Он раскрасил ее губы и грудь в кораллово-розовый цвет с нежностью, которая соответствовала цветам, но остальная часть ее тела была оставлена в различных оттенках серого. Глядя сейчас на изображение, Вэл снова поразилась тому, насколько отвратительно непристойным казался рисунок: каким безжизненным выглядело ее тело, как влажно блестели ее губы. Мерзость, как она называла его тогда, и сейчас Вэл чувствовала то же самое. Его стиль напомнил ей о маньеризме, который она изучала в художественном классе. Искаженные позы, манеры которых были исследованием точности и невозможной красоты. Хотя рисунок отличался от того, что она помнила. Ее глаза были выжжены, коричневая бумага завивалась в двух очень маленьких дырочках.

Сигаретой такое не сделать.
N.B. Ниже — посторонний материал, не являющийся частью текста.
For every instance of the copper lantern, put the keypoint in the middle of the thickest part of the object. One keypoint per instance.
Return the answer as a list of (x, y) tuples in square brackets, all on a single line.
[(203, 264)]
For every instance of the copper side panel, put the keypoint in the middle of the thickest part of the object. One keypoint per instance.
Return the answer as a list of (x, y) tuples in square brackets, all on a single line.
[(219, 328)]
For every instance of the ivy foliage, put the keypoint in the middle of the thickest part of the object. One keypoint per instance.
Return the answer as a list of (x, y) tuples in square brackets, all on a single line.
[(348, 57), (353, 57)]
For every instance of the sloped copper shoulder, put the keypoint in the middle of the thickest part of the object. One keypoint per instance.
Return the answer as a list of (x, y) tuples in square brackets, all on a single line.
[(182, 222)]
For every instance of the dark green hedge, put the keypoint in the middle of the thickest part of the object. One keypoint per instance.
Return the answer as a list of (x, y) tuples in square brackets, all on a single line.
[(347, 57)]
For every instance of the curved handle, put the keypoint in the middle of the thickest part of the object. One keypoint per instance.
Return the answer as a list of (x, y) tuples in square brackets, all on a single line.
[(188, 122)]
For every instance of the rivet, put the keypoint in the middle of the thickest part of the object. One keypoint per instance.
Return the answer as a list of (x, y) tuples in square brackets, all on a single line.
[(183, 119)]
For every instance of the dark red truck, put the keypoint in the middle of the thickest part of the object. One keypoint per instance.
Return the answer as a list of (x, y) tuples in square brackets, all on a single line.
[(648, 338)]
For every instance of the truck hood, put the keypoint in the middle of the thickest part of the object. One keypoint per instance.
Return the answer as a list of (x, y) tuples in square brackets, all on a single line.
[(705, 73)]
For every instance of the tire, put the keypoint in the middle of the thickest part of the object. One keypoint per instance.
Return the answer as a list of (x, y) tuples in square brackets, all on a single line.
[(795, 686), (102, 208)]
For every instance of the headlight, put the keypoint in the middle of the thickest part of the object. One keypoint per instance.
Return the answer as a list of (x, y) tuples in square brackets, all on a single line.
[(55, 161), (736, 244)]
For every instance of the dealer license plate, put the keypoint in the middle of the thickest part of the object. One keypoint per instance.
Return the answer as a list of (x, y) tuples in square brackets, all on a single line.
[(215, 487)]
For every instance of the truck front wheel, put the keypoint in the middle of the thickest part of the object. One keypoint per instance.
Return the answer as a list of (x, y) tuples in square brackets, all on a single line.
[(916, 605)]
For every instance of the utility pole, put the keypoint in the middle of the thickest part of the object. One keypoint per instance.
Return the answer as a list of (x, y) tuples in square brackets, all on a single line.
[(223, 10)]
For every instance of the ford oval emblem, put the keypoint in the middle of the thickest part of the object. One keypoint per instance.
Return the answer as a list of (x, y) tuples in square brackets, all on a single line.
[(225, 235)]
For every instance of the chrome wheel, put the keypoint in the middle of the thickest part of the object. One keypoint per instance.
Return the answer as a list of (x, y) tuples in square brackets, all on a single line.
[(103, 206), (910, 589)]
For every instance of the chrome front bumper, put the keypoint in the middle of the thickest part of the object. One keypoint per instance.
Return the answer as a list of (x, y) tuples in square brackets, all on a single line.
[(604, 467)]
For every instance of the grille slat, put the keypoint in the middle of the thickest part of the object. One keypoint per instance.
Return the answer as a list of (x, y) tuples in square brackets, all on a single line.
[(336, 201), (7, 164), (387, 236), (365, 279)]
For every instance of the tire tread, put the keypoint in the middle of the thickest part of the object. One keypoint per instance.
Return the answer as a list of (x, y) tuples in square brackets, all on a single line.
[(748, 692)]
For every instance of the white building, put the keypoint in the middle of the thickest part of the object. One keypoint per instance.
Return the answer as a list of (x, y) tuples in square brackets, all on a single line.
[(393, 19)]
Ее мысли были пугающе бесстрастны. Тот, кто это сделал использовал что-то маленькое и металлическое. Разогрел этот предмет и… проткнул бумагу.
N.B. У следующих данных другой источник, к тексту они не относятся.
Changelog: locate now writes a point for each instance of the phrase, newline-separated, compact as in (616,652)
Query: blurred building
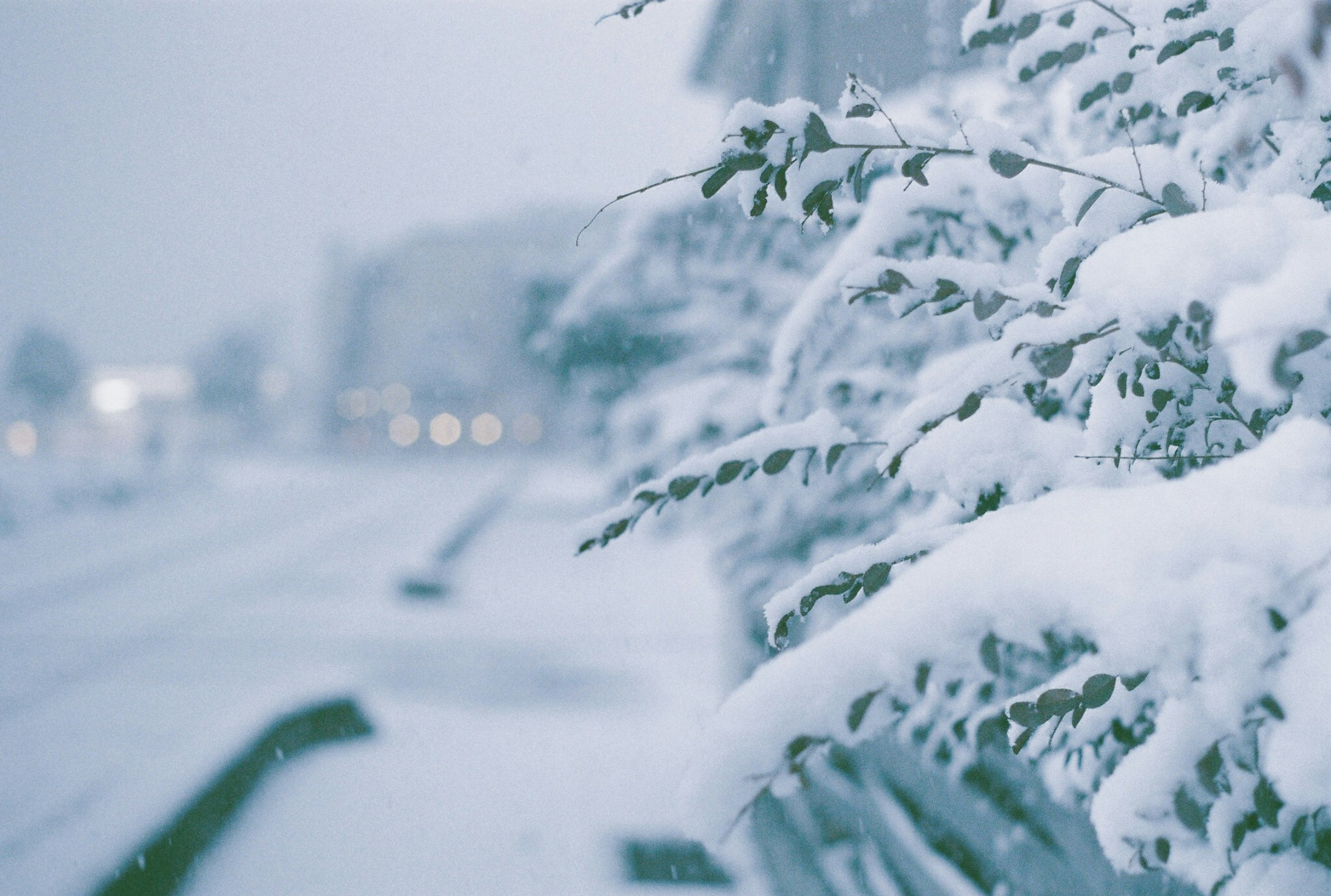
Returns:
(428,341)
(775,50)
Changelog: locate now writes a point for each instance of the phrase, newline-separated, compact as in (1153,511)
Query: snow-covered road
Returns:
(524,726)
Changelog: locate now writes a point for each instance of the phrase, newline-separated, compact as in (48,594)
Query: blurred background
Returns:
(305,385)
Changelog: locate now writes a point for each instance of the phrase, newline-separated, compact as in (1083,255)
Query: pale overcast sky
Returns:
(171,168)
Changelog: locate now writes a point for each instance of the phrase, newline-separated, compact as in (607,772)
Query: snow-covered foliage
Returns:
(1088,351)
Да, именно это ее и беспокоило. Это не было случайным актом осквернения. Действовали преднамеренно. Все спланировав.

Точно так же, как планировалось то, что собирались с ней сделать.

Сердце Вэл готово было выскочить из груди, она быстро перелистнула на вторую страницу и подавила тихий стон. Это была его роза, все еще забрызганная засохшей кровью из перерезанного горла. Желание закричать возникло, как бешеный зуд. Она чувствовала, как оно нарастает, необузданное, и поддаться ему казалось безумием. Но это все похоже на безумие. Нет, нет, нет.
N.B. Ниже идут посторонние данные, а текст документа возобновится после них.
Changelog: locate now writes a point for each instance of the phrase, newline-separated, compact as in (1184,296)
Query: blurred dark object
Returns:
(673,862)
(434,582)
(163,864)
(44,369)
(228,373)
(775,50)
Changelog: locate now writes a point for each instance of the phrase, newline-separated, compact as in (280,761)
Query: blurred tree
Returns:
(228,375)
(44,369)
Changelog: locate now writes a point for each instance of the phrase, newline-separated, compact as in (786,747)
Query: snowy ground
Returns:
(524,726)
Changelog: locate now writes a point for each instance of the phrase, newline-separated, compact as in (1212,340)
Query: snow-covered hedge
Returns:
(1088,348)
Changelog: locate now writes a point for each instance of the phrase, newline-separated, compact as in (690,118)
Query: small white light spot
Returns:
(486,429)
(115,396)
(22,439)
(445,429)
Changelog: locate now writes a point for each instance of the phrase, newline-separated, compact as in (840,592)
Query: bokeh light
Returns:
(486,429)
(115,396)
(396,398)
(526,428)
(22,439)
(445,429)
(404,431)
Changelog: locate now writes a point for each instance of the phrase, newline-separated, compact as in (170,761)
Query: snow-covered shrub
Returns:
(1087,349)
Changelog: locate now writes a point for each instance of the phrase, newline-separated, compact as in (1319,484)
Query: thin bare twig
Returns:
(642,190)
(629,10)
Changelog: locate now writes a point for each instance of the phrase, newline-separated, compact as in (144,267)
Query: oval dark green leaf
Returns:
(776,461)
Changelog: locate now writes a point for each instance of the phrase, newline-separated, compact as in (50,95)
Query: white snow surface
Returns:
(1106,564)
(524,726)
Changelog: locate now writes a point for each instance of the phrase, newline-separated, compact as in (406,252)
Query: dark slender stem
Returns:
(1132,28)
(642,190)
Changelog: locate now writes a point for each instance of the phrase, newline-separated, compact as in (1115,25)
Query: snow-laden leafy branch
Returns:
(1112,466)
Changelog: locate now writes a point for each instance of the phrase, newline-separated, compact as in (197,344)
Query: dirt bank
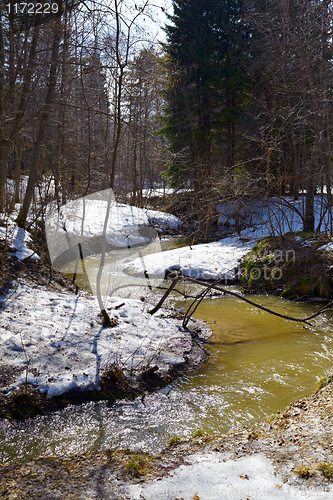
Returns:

Внизу темно-коричневыми чернилами, очень похожими на пятна (крови), портившие работу, была написана одна фраза, выведенная резким почерком, поражавшая еще больше своей жестокостью:

Ça fait mal mais tu le veux.

Это больно, но ты этого хочешь.

* * *

Мередит и Джеки были обе в квартире, когда Вэл, спотыкаясь, вошла, сжимая конверт в очень бледной руке. Они вдвоем уютно сидели на потрепанном диванчике и смотрели «Клуб „Завтрак“», а между ними стояла миска попкорна.

Вэл уставилась на них, быстро моргая, и попыталась придать своему лицу выражение, близкое к нормальному. Почему они дома? Ее часы показывали, что сейчас только 15:30. Они обе, должно быть, рано закончили работу.

— О, привет, Банни, — сказала Джеки. — Хочешь попкорна?

От запаха жирного масла у нее свело живот.

— Н-нет, спасибо, — отказалась Вэл. Могли ли они видеть, как побледнело ее лицо? — У меня есть немного хлеба.

— Куда ты ходила? Обычно ты не отправляешься так рано.

Вэл покраснела, услышав, что за ее привычками наблюдают. Она и не подозревала, что настолько предсказуема.

— Мне нужно было выполнить одно поручение. В… в библиотеке оставили кое-что, что мне нужно было забрать. Книгу, — добавила она неубедительно.

Ее соседки обменялись взглядами.

— Хорошо, — сказала Мередит.

— Я ухожу на работу через час, — сообщила им Вэл, прежде чем отправиться в свою комнату. Она услышала, как снова включился телевизор, они не стали даже дожидаться пока она уйдет. Вэл прислонилась спиной к закрытой двери своей спальни, прижимая кулак ко рту, чтобы заглушить рыдания. Что ей теперь делать? Что она могла теперь сделать?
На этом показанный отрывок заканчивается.